Chapiteau Show. Source: kinopoisk.ru
For the first time in its 33-year history, the Moscow International Film Festival was presided over by a woman – the internationally renowned Géraldine Chaplin. The daughter of Charlie Chaplin, she played “Tonya,” the wife of Doctor Zhivago, in the acclaimed American film in 1965.
Mature actresses definitely stole the show at the festival. The Stanislavsky award for acting excellence went to Helen Mirren. “I am immensely honored,” the half-Russian actress said. “It is impossible really to say how important Stanislavsky is.” Mirren acts in the new movie, “The Debt,” about Mossad agents who question the results of their own mission to kill a Nazi criminal. “Debt” closed the festival earlier this month.
The festival proved a boost for the industry. Russia was represented by two films, including one that took the Special Jury Prize, the festivals’ second-most prestigious honor.

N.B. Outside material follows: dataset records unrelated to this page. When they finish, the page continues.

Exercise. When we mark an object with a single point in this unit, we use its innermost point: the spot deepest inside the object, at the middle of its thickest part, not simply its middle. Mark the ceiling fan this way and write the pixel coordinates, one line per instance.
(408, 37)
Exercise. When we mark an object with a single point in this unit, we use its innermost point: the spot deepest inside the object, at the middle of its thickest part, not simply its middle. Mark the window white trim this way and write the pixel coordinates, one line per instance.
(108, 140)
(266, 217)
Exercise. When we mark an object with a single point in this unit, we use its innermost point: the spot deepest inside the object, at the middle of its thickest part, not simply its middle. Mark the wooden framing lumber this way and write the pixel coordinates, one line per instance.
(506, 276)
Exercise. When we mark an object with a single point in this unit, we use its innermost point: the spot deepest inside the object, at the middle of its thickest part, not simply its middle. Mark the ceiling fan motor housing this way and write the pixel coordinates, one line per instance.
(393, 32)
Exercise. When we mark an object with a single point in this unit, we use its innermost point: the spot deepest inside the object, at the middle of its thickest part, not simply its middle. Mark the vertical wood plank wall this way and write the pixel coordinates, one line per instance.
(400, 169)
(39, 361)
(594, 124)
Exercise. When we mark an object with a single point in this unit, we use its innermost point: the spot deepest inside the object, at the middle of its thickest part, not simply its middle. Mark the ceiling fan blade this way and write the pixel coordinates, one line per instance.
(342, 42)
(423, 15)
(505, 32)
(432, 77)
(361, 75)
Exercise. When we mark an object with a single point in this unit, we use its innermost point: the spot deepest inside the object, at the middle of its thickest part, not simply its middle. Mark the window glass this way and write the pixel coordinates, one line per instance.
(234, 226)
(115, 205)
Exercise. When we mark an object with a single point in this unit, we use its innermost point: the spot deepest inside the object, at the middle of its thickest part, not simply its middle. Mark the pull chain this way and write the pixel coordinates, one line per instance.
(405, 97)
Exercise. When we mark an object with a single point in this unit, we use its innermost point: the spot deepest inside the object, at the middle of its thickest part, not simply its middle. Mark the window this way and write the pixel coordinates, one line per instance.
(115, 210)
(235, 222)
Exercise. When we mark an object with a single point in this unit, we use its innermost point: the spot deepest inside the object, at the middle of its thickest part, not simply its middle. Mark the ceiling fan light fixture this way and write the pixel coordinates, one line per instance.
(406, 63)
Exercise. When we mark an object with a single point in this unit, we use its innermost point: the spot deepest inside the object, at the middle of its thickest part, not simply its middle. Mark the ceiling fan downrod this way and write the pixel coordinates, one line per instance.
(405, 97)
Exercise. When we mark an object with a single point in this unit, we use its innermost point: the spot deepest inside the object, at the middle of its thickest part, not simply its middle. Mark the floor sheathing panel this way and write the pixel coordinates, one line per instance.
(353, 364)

The Spanish Film, “Las Olas” (“The Waves”) was awarded the main prize, The Golden St. George, at the closing ceremony. But the Russian film “Chapiteau Show” also proved the critics darling, and won the jury’s special prize, The Silver St. George.
Chapiteau Show explores the underbelly of human relationships, where reality flirts with the absurd. The film was a festival favorite and during the closing ceremony, Géraldine Chaplin made what appeared to be a sincere offer to work with the director, Sergei Loban.
Loban’s Chapiteau show is a guessing-game, a riddle of a film made up of four stories. In the first, called “Love,” a likeable but lonely young woman takes an asocial geek she meets on the Internet to a city on the coast. In the story “Friendship,” a young, deaf man leaves his deaf friends to travel to the sea with a wild group of television personalities. In “Respect,” a father who reappears after an eight-year absence convinces his son to come south to the sea on a journey of personal rediscovery. Finally, in “Collaboration,” a clever producer decides to promote a look-alike of dead Russian rock legend Viktor Tsoi, and parades him like a puppet through empty concert halls in a seaside town.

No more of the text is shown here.